Marc-André Bédard a alors plutôt choisi d’orienter sa recherche vers la mort cellulaire en croyant que cette dernière pouvait servir de meilleur biomarqueur. « Dès le départ, je ne voulais pas comprendre les causes de la mort cellulaire, précise-t-il, mais m’en servir comme outil diagnostique. »

Il avait entendu parler d’une molécule, le fluoroethoxybenzovesamicol, ou FEOBV, développée des années plus tôt par des chercheurs américains, mais abandonnée depuis. Son équipe et lui ont décidé de la synthétiser en laboratoire.

Il existe dans le cerveau humain plusieurs cellules nerveuses ou neurones, dont l’une se nomme la cellule cholinergique. Cette cellule réagit à un neurotransmetteur précis, soit l’acétylcholine. Or la molécule FEOBV a la propriété de pouvoir se fixer sur les récepteurs d’acétylcholine des cellules cholinergiques. Et comme le FEOBV contient un radio-isotope, soit l’isotope 18 du fluor, le rayonnement qu’émet la molécule peut être détecté par un appareil de tomographie par émission de positron (scanner TEP). Un logiciel transforme ensuite cette information en une image en couleurs du cerveau, ce qui permet de constater le degré de dégénérescence des cellules cholinergiques.

« Nous avons testé l’outil diagnostique sur des individus sains et des individus atteints d’Alzheimer, et les résultats sont à la hauteur de nos attentes, raconte Marc-André Bédard. Non seulement l’outil diagnostique permet de détecter même des lésions très faibles, mais il peut aussi évaluer la sévérité de la maladie puisque la dégénérescence des cellules cholinergiques correspond à la symptomatologie. On peut même suivre la progression de la maladie. »

Une approche singulière

L’approche scientifique que Marc-André Bédard a privilégiée pour sa recherche, qui a pris 15 ans avant d’aboutir, est assez singulière en cela qu’elle se démarque de l’approche habituelle. « En règle générale, les chercheurs vont s’intéresser à un aspect particulier d’un problème et, une fois la recherche terminée, ce sont d’autres chercheurs qui prennent le relais et ainsi de suite pour chacune des étapes jusqu’au moment où l’on arrive à une finalité. Mais j’ai tenu à ce que toutes les étapes de cette recherche soient menées au sein de mon équipe et j’ai dû me battre bec et ongles pour y arriver. Nous avons donc fait toutes les étapes et suivi toutes les exigences protocolaires, de la synthèse de la molécule aux tests d’innocuité, d’abord chez des rats et ensuite chez des singes, pour terminer avec les essais cliniques sur des humains. »

Pour la suite des choses

Les cellules cholinergiques visées par l’outil diagnostique développé par Marc-André Bédard sont situées dans une partie particulière du cerveau, soit le système limbique, que l’on nomme souvent le cerveau reptilien, où se trouve notamment l’hippocampe, impliqué dans la formation de la mémoire à long terme.
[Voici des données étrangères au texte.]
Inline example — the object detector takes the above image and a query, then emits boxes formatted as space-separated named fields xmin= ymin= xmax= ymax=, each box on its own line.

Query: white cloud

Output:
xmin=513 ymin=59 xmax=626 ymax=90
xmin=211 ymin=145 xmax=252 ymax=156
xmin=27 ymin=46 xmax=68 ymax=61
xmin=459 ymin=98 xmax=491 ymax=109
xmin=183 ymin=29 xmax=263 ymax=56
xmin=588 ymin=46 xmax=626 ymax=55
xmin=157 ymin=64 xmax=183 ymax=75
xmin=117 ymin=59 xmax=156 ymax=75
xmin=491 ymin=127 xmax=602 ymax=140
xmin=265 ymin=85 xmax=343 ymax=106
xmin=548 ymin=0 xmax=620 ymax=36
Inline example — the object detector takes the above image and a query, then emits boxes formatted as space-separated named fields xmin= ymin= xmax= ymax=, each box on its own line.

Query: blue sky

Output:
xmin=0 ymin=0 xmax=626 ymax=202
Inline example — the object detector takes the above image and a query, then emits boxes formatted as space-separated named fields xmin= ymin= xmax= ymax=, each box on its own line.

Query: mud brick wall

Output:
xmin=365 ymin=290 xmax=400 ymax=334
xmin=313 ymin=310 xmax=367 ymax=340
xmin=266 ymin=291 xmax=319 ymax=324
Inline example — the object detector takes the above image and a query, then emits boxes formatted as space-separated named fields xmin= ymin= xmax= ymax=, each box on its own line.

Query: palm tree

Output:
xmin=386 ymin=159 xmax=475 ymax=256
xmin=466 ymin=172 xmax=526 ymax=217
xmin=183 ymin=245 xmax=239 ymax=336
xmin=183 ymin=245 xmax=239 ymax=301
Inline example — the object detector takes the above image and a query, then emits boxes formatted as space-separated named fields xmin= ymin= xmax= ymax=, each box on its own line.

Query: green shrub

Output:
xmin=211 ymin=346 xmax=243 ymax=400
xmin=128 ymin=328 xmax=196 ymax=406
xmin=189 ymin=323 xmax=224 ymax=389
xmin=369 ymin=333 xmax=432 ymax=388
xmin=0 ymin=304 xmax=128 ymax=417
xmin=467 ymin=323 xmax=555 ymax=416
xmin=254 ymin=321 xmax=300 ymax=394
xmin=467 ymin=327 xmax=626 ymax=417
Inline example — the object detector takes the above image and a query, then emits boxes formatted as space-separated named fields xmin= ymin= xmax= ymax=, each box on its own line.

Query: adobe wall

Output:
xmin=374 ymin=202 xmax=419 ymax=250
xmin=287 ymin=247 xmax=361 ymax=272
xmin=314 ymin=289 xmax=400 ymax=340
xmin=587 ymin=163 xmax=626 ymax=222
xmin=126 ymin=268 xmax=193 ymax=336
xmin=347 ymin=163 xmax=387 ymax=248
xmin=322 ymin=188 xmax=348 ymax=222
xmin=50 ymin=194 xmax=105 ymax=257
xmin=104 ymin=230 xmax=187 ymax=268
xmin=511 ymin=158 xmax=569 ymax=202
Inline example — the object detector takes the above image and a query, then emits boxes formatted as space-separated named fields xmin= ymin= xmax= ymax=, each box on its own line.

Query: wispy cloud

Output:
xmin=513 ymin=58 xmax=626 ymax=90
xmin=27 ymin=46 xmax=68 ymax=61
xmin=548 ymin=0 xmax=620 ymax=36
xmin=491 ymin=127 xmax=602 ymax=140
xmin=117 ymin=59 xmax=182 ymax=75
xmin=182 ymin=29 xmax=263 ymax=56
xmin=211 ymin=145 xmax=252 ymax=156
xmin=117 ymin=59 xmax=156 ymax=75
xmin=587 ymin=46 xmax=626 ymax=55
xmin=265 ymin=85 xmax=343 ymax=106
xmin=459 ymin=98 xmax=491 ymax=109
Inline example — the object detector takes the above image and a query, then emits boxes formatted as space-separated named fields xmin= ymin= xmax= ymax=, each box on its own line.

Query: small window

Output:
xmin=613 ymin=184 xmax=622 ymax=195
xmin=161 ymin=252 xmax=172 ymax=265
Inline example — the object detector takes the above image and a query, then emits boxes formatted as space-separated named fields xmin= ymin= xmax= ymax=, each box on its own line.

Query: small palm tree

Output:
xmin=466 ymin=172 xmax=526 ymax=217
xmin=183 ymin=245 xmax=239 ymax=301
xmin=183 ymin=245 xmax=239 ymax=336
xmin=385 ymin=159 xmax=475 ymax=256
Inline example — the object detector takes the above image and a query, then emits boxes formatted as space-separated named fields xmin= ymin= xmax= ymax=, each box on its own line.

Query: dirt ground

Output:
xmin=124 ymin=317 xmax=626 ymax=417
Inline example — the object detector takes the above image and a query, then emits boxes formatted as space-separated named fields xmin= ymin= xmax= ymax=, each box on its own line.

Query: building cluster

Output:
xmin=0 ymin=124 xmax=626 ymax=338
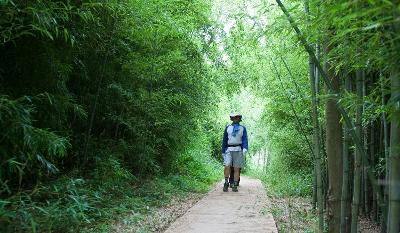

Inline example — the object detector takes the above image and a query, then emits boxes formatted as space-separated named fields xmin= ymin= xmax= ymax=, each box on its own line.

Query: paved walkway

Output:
xmin=165 ymin=177 xmax=278 ymax=233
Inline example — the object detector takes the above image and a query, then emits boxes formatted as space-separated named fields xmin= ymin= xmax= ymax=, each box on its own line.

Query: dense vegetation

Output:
xmin=0 ymin=0 xmax=225 ymax=232
xmin=0 ymin=0 xmax=400 ymax=233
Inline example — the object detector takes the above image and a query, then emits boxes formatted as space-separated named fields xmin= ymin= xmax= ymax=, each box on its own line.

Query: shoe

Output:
xmin=232 ymin=185 xmax=239 ymax=192
xmin=222 ymin=183 xmax=229 ymax=192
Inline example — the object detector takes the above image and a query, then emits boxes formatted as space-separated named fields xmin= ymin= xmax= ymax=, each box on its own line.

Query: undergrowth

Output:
xmin=0 ymin=151 xmax=219 ymax=232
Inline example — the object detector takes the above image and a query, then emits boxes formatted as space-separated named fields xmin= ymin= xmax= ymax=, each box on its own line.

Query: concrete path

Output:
xmin=166 ymin=177 xmax=278 ymax=233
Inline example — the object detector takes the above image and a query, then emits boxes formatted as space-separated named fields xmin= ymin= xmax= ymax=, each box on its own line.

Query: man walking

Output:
xmin=222 ymin=112 xmax=248 ymax=192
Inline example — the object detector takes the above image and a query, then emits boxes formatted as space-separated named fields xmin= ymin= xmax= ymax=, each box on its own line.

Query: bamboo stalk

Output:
xmin=340 ymin=74 xmax=351 ymax=233
xmin=276 ymin=0 xmax=382 ymax=206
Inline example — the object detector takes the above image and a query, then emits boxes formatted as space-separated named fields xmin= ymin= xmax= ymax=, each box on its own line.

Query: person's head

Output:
xmin=229 ymin=112 xmax=242 ymax=123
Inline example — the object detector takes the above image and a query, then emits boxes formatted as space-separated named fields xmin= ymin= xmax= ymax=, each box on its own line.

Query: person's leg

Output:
xmin=229 ymin=167 xmax=235 ymax=184
xmin=232 ymin=151 xmax=243 ymax=192
xmin=224 ymin=166 xmax=231 ymax=180
xmin=235 ymin=167 xmax=240 ymax=184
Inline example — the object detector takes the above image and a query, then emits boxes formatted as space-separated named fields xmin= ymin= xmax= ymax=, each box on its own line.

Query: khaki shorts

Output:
xmin=223 ymin=151 xmax=243 ymax=168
« Mais en plus de maladie d’Alzheimer, il existe aussi d’autres sortes de démences qui affectent les êtres humains, rappelle Marc-André Bédard. Ces démences sont situées dans d’autres parties du cerveau. La prochaine étape que nous entreprenons est d’utiliser notre biomarqueur pour cartographier le cerveau afin d’identifier et de situer dans le cerveau ces autres démences. Ainsi, notre outil diagnostique pourrait alors servir aussi pour détecter d’autres sortes de démences. »
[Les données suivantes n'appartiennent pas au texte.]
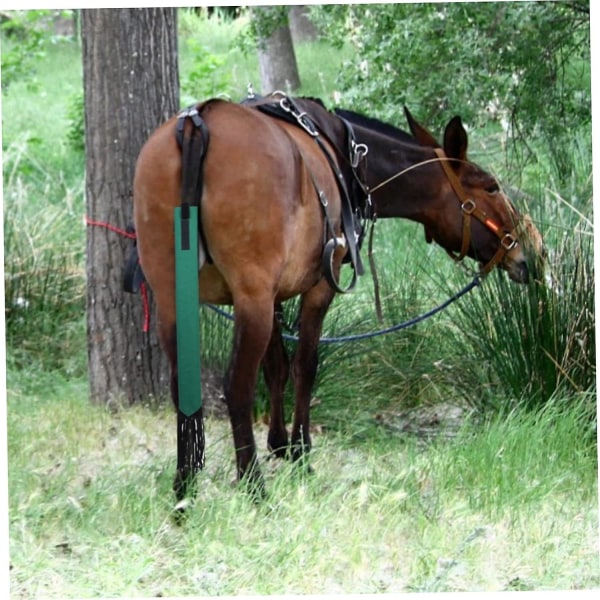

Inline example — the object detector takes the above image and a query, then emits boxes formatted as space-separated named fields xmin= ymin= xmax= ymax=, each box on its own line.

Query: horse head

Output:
xmin=405 ymin=109 xmax=545 ymax=283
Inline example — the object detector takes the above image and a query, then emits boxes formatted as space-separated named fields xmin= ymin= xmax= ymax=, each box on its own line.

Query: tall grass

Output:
xmin=452 ymin=133 xmax=596 ymax=407
xmin=8 ymin=384 xmax=600 ymax=599
xmin=3 ymin=11 xmax=600 ymax=599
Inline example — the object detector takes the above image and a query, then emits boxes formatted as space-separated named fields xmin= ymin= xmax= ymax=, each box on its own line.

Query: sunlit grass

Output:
xmin=8 ymin=386 xmax=600 ymax=598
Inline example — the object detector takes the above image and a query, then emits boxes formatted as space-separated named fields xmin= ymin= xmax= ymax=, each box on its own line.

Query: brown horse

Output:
xmin=134 ymin=98 xmax=541 ymax=499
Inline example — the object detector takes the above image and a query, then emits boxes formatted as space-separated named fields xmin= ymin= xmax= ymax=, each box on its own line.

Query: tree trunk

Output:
xmin=253 ymin=6 xmax=300 ymax=94
xmin=82 ymin=8 xmax=179 ymax=403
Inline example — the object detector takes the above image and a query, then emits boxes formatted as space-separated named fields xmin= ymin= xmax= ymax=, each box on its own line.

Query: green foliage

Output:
xmin=0 ymin=9 xmax=72 ymax=93
xmin=66 ymin=91 xmax=85 ymax=153
xmin=3 ymin=180 xmax=85 ymax=375
xmin=7 ymin=376 xmax=600 ymax=598
xmin=236 ymin=5 xmax=290 ymax=54
xmin=181 ymin=38 xmax=231 ymax=105
xmin=313 ymin=0 xmax=591 ymax=177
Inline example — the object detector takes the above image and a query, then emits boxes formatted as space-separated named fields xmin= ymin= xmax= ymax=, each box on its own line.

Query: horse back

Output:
xmin=134 ymin=100 xmax=339 ymax=303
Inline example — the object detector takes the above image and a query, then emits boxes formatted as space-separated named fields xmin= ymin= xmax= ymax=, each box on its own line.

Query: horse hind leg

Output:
xmin=225 ymin=296 xmax=273 ymax=497
xmin=263 ymin=305 xmax=290 ymax=458
xmin=158 ymin=320 xmax=204 ymax=506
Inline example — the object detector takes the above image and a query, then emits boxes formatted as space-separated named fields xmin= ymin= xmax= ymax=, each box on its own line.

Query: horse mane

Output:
xmin=334 ymin=108 xmax=415 ymax=144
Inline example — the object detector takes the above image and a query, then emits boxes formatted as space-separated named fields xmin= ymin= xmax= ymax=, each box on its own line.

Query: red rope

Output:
xmin=85 ymin=215 xmax=150 ymax=333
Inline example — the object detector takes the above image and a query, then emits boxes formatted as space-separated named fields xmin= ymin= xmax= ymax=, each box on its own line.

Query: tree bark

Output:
xmin=82 ymin=8 xmax=179 ymax=403
xmin=253 ymin=7 xmax=300 ymax=94
xmin=289 ymin=4 xmax=319 ymax=44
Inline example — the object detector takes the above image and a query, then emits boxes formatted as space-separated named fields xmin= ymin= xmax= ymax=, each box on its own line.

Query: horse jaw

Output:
xmin=500 ymin=214 xmax=549 ymax=284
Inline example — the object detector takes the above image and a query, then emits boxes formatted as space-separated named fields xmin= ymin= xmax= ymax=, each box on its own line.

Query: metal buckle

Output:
xmin=500 ymin=233 xmax=519 ymax=251
xmin=460 ymin=199 xmax=477 ymax=215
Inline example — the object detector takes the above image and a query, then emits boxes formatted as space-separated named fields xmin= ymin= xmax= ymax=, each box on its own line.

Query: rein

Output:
xmin=205 ymin=273 xmax=482 ymax=344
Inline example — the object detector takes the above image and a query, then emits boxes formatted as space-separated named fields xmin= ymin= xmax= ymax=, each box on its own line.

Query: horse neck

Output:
xmin=357 ymin=132 xmax=441 ymax=222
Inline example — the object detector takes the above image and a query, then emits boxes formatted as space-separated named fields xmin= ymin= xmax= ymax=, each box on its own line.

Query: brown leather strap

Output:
xmin=434 ymin=148 xmax=518 ymax=274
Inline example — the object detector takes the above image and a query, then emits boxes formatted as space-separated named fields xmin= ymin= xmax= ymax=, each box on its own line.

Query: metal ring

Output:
xmin=460 ymin=199 xmax=477 ymax=215
xmin=500 ymin=233 xmax=519 ymax=251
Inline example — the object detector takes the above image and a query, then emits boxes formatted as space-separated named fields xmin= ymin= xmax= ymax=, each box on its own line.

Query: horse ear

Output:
xmin=404 ymin=106 xmax=440 ymax=148
xmin=444 ymin=117 xmax=468 ymax=160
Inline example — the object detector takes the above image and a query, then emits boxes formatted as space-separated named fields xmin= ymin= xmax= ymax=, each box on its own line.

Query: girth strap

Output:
xmin=255 ymin=96 xmax=364 ymax=293
xmin=175 ymin=105 xmax=212 ymax=266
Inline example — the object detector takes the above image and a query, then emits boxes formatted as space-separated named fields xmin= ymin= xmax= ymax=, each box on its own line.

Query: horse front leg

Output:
xmin=263 ymin=305 xmax=290 ymax=458
xmin=225 ymin=297 xmax=273 ymax=496
xmin=158 ymin=314 xmax=204 ymax=504
xmin=292 ymin=280 xmax=334 ymax=461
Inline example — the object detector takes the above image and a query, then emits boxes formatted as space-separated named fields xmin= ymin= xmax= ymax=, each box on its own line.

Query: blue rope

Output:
xmin=205 ymin=275 xmax=481 ymax=344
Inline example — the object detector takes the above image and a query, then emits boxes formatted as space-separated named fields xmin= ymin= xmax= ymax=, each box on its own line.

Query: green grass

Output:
xmin=8 ymin=384 xmax=600 ymax=598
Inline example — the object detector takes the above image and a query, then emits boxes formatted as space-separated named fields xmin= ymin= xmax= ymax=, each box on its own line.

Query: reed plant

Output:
xmin=442 ymin=134 xmax=596 ymax=408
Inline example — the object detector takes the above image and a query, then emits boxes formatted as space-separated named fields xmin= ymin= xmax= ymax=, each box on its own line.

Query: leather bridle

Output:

Comme le biomarqueur développé par Marc-André Bédard peut suivre l’évolution de la maladie d’Alzheimer, il peut par conséquent en suivre la régression. « Le FEOBV a aussi la capacité de servir à vérifier l’efficacité d’un traitement pour la maladie d’Alzheimer. C’est d’ailleurs un projet que l’on caresse. » Bien qu’il soit trop tôt pour en parler, Marc-André Bédard avoue qu’il a déjà recensé certaines compagnies pharmaceutiques qui pourraient être désireuses de se servir de son biomarqueur dans le développement d’un traitement pour la maladie d’Alzheimer.